Il calcio che va in copertina sui quotidiani, secondo i dati elaborati dall’università di Manchester per FIFPro, rappresenta solo il 2 per cento del totale dei calciatori professionisti nel mondo, quelli che guadagnano in media 720.000 e più dollari l’anno: e sono i giocatori che fanno parte della Mls, il massimo torneo americano, del campionato cinese, delle più importanti leghe europee e dei top club messicani. E l’esposizione mediatica non è slegata dall’aspetto economico, anzi: le competizioni più seguite, meglio remunerate, richiamo i giocatori più forti, ergo meglio pagati, coloro che vincono i trofei, di squadra e personali, coloro che i giornali sportivi raccontano quotidianamente, i siti in modo ancora più parossistico, dallo spogliatoio alla macchina di lusso, dalla fidanzata trofeo all’acconciatura dei capelli. Dati che stridono con quelli pubblicati dalla Fifa nel 2015, dai quali si evince che lo stipendio medio dei calciatori professionisti si attesta sui 47.000 dollari mensili.

 



 

Un fenomeno simile a quanto accade nel tennis dove, esclusi i Fab Four (Murray, Federer, Nadal e Djokovic), gli altri sono costretti a giocare quasi tutto l’anno nei vari circuiti per guadagnarsi la pagnotta. Secondo il report di FIFPro il 45,3 per cento dei calciatori professionisti guadagna meno di 1.000 dollari il mese (circa 950 euro), in Brasile è l’83 per cento a non guadagnare più di quella cifra, mentre nella serie B greca lo stipendio è fissato a 400 euro mensili. Si scopre inoltre che di quelli in attività solo il 5 per cento ha più di trentatré anni. Solo il 58,7 per cento è pagato regolarmente contro il 41 che ha subìto come minimo un mese di ritardo, un anno per i meno fortunati. Poi c’è l’aspetto contrattuale e si scopre che in Croazia il 94 per cento dei calciatori risulta lavoratore indipendente, cioè senza contratto, una situazione abbastanza comune in Africa e America centrale. E l’Est Europa è considerato il vero far west. Ovviamente la mancanza di contratti aumenta la possibilità di essere pagati in ritardo o non essere pagati affatto.
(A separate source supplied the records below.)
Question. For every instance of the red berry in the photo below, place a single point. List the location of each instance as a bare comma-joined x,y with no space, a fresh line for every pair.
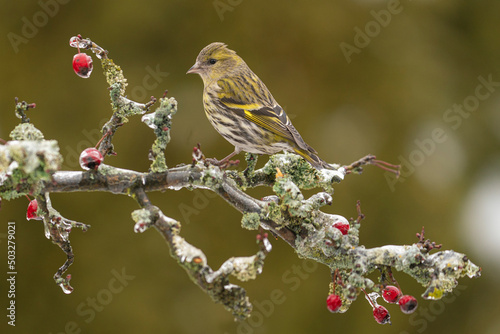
381,315
342,226
90,158
82,65
408,304
333,303
31,212
391,294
Cifre paragonabili a situazioni d’indigenza, anche se è abbastanza evidente come prendere 300 dollari al mese in Congo sia un’altra cosa rispetto a percepirli che negli Stati Uniti – che insieme a Scandinavia e Australia sono i paesi dove le regole federali e contrattuali sono maggiormente rispettate. Cifre che diventano terreno fertile per le scommesse clandestine e questi giocatori più appetibili per i network criminali internazionali che cercano di addomesticare i risultati delle partite: l’11 per cento ha dichiarato, anonimamente, di essere stato avvicinato da qualcuno per truccare un match. Il report ci dice poi che la media dei contratti è di 22,6 mesi, che i contratti più brevi sono quelli pagati meno e che chi ha un procuratore ha uno stipendio più alto. Ben il 29 per cento, infine, è costretto a cambiare casacca contro la propria volontà. Certo non capita ai calciatori che vediamo noi, ma quella è l’alta borghesia del football, quella dei paradisi fiscali per intenderci, mentre nascosto tra le pieghe del gioco più bello del mondo c’è un quarto stato che soffre.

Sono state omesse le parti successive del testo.